Grundsatz des Lebensmittelpunktes als Kriterium bei Aufenthaltsbewilligungen

Wird eine Aufenthaltsbewilligung erteilt oder verlängert, soll der Lebensmittelpunkt der Person in der Schweiz liegen müssen. Dies soll als Kriterium im Gesetz festgehalten werden. Die Kommission stimmt der Motion von Nationalrat Marchesi (21.4076) ohne Gegenantrag zu.

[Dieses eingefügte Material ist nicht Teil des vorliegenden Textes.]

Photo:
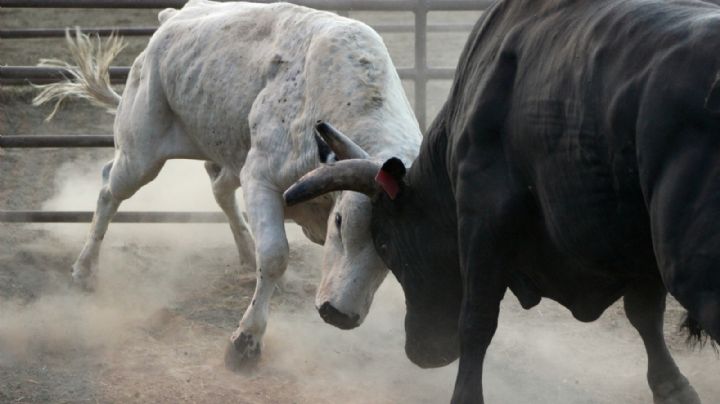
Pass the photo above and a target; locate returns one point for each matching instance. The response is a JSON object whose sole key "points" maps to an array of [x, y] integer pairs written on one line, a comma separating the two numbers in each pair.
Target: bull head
{"points": [[354, 172]]}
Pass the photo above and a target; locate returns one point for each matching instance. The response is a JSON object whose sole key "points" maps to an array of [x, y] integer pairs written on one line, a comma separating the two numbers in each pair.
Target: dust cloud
{"points": [[170, 295]]}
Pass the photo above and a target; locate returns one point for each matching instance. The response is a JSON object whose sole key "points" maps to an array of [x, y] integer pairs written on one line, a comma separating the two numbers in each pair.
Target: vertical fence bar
{"points": [[421, 63]]}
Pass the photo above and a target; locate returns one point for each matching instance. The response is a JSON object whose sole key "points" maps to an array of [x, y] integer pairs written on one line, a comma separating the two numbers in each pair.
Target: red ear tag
{"points": [[388, 183]]}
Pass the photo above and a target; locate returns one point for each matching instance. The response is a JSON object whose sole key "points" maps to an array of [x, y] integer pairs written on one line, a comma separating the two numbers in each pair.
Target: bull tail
{"points": [[696, 334], [89, 78]]}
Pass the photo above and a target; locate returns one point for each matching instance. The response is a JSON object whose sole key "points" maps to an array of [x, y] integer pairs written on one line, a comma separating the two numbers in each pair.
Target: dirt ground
{"points": [[170, 295]]}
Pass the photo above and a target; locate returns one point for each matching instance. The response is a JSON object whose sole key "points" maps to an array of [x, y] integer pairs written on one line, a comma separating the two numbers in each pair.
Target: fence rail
{"points": [[146, 31], [342, 5]]}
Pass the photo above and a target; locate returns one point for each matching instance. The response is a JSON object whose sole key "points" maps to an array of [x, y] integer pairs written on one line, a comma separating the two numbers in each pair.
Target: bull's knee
{"points": [[700, 298], [212, 169]]}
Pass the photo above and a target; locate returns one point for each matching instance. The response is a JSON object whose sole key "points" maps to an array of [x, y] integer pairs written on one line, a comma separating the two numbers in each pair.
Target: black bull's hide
{"points": [[576, 158], [579, 154]]}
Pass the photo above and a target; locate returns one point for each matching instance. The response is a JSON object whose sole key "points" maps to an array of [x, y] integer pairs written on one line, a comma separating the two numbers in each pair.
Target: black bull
{"points": [[577, 158]]}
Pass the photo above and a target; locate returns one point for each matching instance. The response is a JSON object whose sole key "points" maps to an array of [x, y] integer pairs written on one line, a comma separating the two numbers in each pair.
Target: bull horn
{"points": [[352, 175], [343, 147]]}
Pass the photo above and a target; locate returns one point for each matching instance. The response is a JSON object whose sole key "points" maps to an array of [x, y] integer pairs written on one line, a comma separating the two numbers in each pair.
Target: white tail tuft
{"points": [[90, 79]]}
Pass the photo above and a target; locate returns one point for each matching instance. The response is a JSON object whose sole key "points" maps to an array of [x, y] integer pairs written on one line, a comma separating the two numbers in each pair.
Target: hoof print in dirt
{"points": [[86, 284], [243, 354]]}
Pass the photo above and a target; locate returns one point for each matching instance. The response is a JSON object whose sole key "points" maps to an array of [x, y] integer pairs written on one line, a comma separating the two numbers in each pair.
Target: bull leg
{"points": [[487, 229], [122, 177], [224, 185], [645, 307], [266, 214]]}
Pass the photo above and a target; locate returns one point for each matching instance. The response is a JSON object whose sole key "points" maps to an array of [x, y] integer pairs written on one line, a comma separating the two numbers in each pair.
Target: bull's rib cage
{"points": [[420, 74]]}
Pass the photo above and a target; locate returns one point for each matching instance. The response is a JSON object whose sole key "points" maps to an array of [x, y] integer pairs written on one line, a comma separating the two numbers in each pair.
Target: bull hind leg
{"points": [[645, 308], [266, 214], [224, 185], [122, 177]]}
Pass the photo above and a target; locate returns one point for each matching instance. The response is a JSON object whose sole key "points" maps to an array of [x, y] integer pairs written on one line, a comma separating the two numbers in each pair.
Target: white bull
{"points": [[241, 86]]}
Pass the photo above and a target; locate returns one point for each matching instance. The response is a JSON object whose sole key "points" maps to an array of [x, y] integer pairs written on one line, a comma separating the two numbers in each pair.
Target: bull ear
{"points": [[325, 153], [390, 176], [341, 145], [712, 101], [351, 175]]}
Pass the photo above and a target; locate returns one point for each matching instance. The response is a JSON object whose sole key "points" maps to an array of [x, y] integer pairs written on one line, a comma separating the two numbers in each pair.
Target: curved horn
{"points": [[343, 147], [352, 175]]}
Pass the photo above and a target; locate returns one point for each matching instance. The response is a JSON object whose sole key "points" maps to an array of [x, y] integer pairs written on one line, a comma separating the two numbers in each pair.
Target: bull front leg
{"points": [[265, 208], [224, 184], [489, 217], [645, 308]]}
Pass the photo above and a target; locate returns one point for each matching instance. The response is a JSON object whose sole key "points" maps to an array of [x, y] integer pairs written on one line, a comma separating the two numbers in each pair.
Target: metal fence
{"points": [[420, 74]]}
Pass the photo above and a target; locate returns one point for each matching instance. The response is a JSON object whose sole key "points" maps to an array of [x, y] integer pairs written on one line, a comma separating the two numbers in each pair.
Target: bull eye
{"points": [[338, 220]]}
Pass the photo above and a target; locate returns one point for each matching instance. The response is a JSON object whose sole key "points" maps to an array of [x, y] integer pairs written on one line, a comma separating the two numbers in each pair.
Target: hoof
{"points": [[676, 392], [243, 354]]}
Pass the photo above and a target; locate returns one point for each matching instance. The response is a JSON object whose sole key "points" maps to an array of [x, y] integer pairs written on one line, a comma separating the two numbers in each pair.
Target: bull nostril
{"points": [[333, 316]]}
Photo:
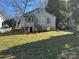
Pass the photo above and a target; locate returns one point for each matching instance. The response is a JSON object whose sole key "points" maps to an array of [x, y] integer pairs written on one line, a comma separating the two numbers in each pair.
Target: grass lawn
{"points": [[46, 45]]}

Berufslehre und Erwerbstätigkeit von abgewiesenen Asylsuchenden und Sans Papiers

Die Kommission hat eine vertiefte Diskussion zum Zugang zu einer beruflichen Ausbildung und zu deren Abschluss sowie über die Ausübung einer Erwerbstätigkeit für abgewiesene Asylsuchende und Sans-Papiers geführt. Sie ist der Meinung, dass Personen mit einem rechtskräftig abgewiesenen Asylgesuch die Schweiz verlassen müssen und dass kein Anreiz für einen unrechtmässen Aufenthalt geschaffen werden soll. Aus diesem Grund empfiehlt die SPK-S dem Rat zwei Motionen zur Ablehnung: mit 8 zu 4 Stimmen lehnt sie die Motion «Erweiterte Härtefallregelung zum Zugang zu beruflichen Ausbildungen» (22.3392) der Schwesterkommission ab; mit 8 zu 3 Stimmen bei 1 Enthaltung die Motion 20.4119 von Nationalrat Regazzi («Ausübung einer Erwerbstätigkeit für Asylsuchende gestatten, die vom SEM einen negativen Asylentscheid erhalten haben und auf die Wegweisung warten»). Eine Minderheit beantragt die Annahme dieser Motionen.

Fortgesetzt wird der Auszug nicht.